Yvonne Murphy, the judge who led The Dublin Archdiocese Commission of Investigation is scathing in her criticism of how the Church and State handled accusations of abuse. In 1.15 she writes, “The Dublin Archdioceses pre-occupations in dealing with cases of child sexual abuse, at least until the mid 1990s, were the maintenance of secrecy, the avoidance of scandal, the protection of the reputation of the Church, and the preservation of its assets. All other considerations, including the welfare of children and justice for victims, were subordinated to these priorities.” However she does not accuse any of the Church leaders of covering up the scandals because they received gifts from sex abusers. In Rome, on the other hand, there are credible claims that accusations against perpetrators were not followed up because money changed hands.

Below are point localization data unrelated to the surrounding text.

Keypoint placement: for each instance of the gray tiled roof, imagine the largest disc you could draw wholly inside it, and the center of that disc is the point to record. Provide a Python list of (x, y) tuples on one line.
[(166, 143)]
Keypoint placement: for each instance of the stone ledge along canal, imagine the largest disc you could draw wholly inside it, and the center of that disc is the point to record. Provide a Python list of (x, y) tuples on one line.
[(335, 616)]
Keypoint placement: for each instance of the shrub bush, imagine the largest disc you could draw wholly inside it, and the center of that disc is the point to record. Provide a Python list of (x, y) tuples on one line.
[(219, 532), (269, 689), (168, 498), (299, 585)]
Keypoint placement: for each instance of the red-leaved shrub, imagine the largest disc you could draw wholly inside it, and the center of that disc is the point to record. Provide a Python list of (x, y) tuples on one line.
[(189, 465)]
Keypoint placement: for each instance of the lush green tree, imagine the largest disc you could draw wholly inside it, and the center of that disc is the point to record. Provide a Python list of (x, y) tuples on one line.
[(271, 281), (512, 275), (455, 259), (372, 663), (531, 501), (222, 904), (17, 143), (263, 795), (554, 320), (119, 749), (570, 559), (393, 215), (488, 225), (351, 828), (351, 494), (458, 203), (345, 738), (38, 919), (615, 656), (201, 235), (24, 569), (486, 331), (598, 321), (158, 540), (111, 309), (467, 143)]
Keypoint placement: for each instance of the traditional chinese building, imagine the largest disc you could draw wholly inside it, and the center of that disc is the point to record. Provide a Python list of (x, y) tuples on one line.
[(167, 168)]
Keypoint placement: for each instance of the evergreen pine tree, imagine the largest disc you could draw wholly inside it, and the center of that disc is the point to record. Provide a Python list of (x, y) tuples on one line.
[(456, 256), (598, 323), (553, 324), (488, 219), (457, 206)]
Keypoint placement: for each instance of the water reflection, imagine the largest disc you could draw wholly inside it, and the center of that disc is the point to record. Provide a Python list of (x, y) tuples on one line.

The most high profile case involves Fr. Marcial Maciel, the founder of the highly influential Legionaries of Christ. He is accused of abusing boys and girls over a period of four or five decades. Fr. Juan Vaca was abused by Maciel as a seminarian. When he finally left the Legion in 1976 and joined the Diocese of Rocville Center. With the support of Bishop John McGann of Rockville Centre, N.Y., he sent a letter to the Vatican with detailed allegations of abuse. He continued to petition Rome to discipline Maciel until 1989. Nothing happened.
Maciel raised a fortune from wealthy sponsors, and ingratiated himself with church officials in Rome. In 1998, ex-Legion victims of Maciel filed a canonical case in the Congregation for the Doctrine of the Faith. Many people believe that nothing happened to Maciel because of pressure from Cardinal Sodano. Jason Berry writing in The Irish Catholic claims, that “Sodano, as Secretary of State – essentially the Vatican’s prime minister – pressured Ratzinger, as the congregation’s prefect, to halt the proceeding.” Maciel and Cardinal Sodano became friends when the latter was nuncio to Chile during the dictatorship of Augusto Pinochet. Maciel hired Andrea Sodano, the cardinal’s nephew as a construction consultant while building the Pontifical Athenaeum Regina Apostolorum in Rome. When other Legionaries complained that Sodano’s work was faulty, Maciel insisted that he be paid. Maciel cultivated the relationship with Sodano. Berry claims that when he was made a cardinal the Legion put on a party for 200 members of the Sodano family and friends. The same happened when he became Secretary of State. When Cardinal Sodano gave talks at the Legion’s University he received $10,000.  Even Joseph Bottum, the editor of the conservative publication First Things, wrote recently that, “a figure such as Cardinal Sodano has to be removed from his current position and told to serve the Church in prayer. Everyone inside the Church needs to be taught that there are consequences for scandalous mistakes.”
It was only in 2004, with Pope John Paul’s health deteriorating rapidly that Cardinal Ratzinger broke with Cardinal Sodano and ordered Msgr Charles Scicluna to investigate Maciel. Surely this is one of the greatest failures in terms of accountability any where in the Church for decades. In addressing the Irish Bishops, Pope Benedict called for “complete honesty and transparency.” If Rome is now insisting on accountability in Ireland and other churches, surely it must lead by good example and investigate those who protected Maciel. Otherwise, the visitation of the Irish Church will lack credibility and thoughtful Catholics will refuse to engage with the visitors.
 Jason Berry, “Cash paved way at Vatican”, The Irish Catholic, May 13, 2010, page 25.